January 30, 2013 at 5:54 p.m.
Faith seen as 'private eccentricity' in England, says top Catholic cleric
Writing in a book released this week, Cardinal Cormac Murphy-O'Connor came down hard on what he said was Britain's growing degeneration into a land free of morals and hostile to Christian values.
The book, called "Faith in the Nation," was published by the Institute for Public Policy Research and counts among its supporters Prime Minister Gordon Brown, himself the son of a hard-line Church of Scotland minister.
Murphy-O'Connor cites "serious tensions" between Christians and secularists in his book.
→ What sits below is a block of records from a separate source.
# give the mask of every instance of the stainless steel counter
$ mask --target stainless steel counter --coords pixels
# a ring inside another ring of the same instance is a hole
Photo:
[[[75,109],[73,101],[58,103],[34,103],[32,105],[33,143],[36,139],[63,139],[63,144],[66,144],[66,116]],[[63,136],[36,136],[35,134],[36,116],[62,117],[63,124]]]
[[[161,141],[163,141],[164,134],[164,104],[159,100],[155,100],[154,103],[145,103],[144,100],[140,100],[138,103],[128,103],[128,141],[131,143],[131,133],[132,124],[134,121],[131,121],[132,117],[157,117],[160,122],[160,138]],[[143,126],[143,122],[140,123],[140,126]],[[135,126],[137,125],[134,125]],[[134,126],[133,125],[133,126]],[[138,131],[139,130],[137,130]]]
The result, he said, has become an "unfriendly climate for people of all faiths" that has, as a result, united Britain's three major faiths: Christianity, Judaism and Islam.
"Religious belief of any kind now tends to be treated more as a private eccentricity than as the central and informative element in British society that it is," the cardinal writes.
"Although the tone of public discussion is sceptical or dismissive rather than anti-religious," he contends, "atheism has become more vocal and aggressive."
Murphy-O'Connor claims that Catholics have become the prime target of "liberal hostility" and that "the vocal minority who argue that religion has no role in modern British society portrays Catholic teaching on the family as prejudiced and intolerant."
But "Catholics are not alone in watching with dismay as the liberal society shows signs of degenerating into the libertine society," said the cardinal, who is nearing retirement from his role as the nation's senior and most powerful Catholic figure.
"British society champions tolerance and freedom," he said, "but that freedom is dependent upon responsibility."
Murphy-O'Connor's tough stance irked Keith Porteous Wood, executive director of the National Secular Society in London, who told journalists that "secularists and atheists are finding it necessary to express their views more vocally because of the increasing demands made by Christians and minority faiths."